Background periodic publisher doesn't recover from a network exception
If a trace collector is temporarily down, a background thread that tries to reach it is expected to survive flushSpans throwing ConnectionFailure:
HttpExceptionRequest Request {
host = "localhost"
port = 9411
secure = False
requestHeaders = [("content-type","application/json")]
path = "/api/v2/spans"
queryString = ""
method = "POST"
proxy = Nothing
rawBody = False
redirectCount = 10
responseTimeout = ResponseTimeoutDefault
requestVersion = HTTP/1.1
}
(ConnectionFailure Network.Socket.connect: <socket: 54>: does not exist (Connection refused))
Agreed - the current behavior is not great. The background thread should fail the whole process on error (relevant read) or continue publishing.
In the meantime here are a couple suggestions to work around this:
- Call
publishmanually with adequate error handling. - (Untested) Specify a custom request manager which retries on a subset of exceptions.

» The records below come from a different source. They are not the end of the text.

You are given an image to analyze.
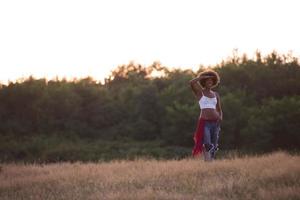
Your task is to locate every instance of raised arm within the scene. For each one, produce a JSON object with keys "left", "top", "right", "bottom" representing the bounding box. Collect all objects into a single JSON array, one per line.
[
  {"left": 190, "top": 74, "right": 216, "bottom": 99},
  {"left": 189, "top": 76, "right": 203, "bottom": 99}
]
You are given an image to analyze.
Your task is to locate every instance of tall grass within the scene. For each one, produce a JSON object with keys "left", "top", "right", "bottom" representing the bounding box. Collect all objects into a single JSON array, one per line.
[{"left": 0, "top": 151, "right": 299, "bottom": 200}]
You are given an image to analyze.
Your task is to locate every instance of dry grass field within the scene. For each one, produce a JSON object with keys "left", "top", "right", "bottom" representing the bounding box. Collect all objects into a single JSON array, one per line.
[{"left": 0, "top": 151, "right": 299, "bottom": 200}]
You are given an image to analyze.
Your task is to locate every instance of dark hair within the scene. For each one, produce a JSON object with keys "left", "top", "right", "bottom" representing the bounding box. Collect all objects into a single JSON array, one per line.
[{"left": 198, "top": 70, "right": 220, "bottom": 88}]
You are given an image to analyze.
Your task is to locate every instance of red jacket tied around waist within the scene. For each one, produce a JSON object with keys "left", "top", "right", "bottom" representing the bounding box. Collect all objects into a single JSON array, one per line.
[{"left": 192, "top": 117, "right": 205, "bottom": 156}]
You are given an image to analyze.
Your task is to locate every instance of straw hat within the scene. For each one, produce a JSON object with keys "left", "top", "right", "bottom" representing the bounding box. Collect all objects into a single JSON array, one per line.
[{"left": 198, "top": 69, "right": 220, "bottom": 88}]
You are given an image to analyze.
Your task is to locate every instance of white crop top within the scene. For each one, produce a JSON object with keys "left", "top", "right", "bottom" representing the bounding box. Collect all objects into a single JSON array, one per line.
[{"left": 199, "top": 92, "right": 217, "bottom": 109}]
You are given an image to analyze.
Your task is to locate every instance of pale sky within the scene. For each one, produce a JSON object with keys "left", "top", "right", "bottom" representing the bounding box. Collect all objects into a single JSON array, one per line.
[{"left": 0, "top": 0, "right": 299, "bottom": 84}]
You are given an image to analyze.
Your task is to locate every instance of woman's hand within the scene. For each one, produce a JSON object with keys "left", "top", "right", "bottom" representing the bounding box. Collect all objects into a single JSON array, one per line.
[
  {"left": 217, "top": 116, "right": 223, "bottom": 124},
  {"left": 199, "top": 75, "right": 214, "bottom": 79},
  {"left": 190, "top": 77, "right": 201, "bottom": 84}
]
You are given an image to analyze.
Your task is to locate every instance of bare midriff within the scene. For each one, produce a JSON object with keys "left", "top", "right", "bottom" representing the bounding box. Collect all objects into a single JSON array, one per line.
[{"left": 200, "top": 108, "right": 220, "bottom": 120}]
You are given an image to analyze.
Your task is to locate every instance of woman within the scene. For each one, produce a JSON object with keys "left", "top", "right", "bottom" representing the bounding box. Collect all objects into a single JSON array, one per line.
[{"left": 189, "top": 69, "right": 222, "bottom": 161}]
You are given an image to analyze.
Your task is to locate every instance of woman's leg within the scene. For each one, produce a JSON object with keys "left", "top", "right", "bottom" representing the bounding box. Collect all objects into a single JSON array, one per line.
[
  {"left": 203, "top": 123, "right": 213, "bottom": 151},
  {"left": 211, "top": 123, "right": 221, "bottom": 158},
  {"left": 203, "top": 122, "right": 214, "bottom": 161}
]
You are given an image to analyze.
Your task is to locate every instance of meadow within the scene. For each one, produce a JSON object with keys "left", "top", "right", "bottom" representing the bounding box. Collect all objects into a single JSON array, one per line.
[{"left": 0, "top": 151, "right": 299, "bottom": 200}]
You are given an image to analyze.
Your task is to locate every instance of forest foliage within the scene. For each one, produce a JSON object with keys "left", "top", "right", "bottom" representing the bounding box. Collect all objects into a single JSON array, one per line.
[{"left": 1, "top": 51, "right": 300, "bottom": 162}]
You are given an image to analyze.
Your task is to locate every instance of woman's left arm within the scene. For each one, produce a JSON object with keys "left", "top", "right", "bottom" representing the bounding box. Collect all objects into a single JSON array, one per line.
[{"left": 216, "top": 92, "right": 223, "bottom": 122}]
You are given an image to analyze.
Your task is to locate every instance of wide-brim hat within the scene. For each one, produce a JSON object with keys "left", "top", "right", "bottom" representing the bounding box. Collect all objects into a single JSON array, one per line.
[{"left": 198, "top": 69, "right": 220, "bottom": 88}]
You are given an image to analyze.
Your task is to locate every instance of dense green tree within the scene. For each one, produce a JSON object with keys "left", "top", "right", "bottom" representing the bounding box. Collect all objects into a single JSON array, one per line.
[{"left": 0, "top": 52, "right": 300, "bottom": 162}]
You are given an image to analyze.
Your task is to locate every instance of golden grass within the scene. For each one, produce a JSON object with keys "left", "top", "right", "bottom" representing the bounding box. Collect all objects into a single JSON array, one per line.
[{"left": 0, "top": 151, "right": 299, "bottom": 200}]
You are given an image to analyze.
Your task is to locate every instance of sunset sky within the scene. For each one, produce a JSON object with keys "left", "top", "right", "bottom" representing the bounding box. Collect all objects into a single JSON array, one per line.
[{"left": 0, "top": 0, "right": 299, "bottom": 84}]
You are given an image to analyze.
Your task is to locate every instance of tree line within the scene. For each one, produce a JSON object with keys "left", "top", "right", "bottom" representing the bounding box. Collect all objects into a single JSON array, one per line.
[{"left": 0, "top": 51, "right": 300, "bottom": 162}]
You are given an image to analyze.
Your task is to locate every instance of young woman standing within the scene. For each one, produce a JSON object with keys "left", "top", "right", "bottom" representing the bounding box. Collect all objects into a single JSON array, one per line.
[{"left": 189, "top": 69, "right": 222, "bottom": 161}]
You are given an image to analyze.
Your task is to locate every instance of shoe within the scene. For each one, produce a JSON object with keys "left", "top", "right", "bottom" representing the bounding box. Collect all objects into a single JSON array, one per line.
[
  {"left": 204, "top": 144, "right": 214, "bottom": 162},
  {"left": 204, "top": 150, "right": 212, "bottom": 161},
  {"left": 211, "top": 146, "right": 219, "bottom": 159}
]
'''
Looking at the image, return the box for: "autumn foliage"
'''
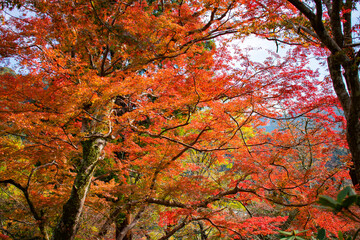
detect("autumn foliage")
[0,0,358,239]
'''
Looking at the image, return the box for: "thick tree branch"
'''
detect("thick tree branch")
[146,198,188,208]
[343,0,353,46]
[286,0,316,22]
[314,0,323,25]
[287,0,342,53]
[158,217,189,240]
[330,0,344,47]
[327,55,350,115]
[117,206,146,240]
[0,179,44,235]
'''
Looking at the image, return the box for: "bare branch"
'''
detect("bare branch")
[117,206,146,240]
[27,160,58,189]
[158,216,189,240]
[287,0,342,53]
[146,198,188,208]
[0,179,41,221]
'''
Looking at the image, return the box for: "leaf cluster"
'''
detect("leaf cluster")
[318,186,359,215]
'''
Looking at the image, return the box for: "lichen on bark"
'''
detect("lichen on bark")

The background thread should fail the whole process on error (relevant read) or continue publishing.
Right, the only viable option in case of backend daemons is to carry on with (or without) delayed retrying to send the same payload again, as failing the entire process is hardly desirable. How about performing another forkIO with a retrying-only closure upon receiving a network exception? The number of retries could then be configured similarly to settingsPublishPeriod.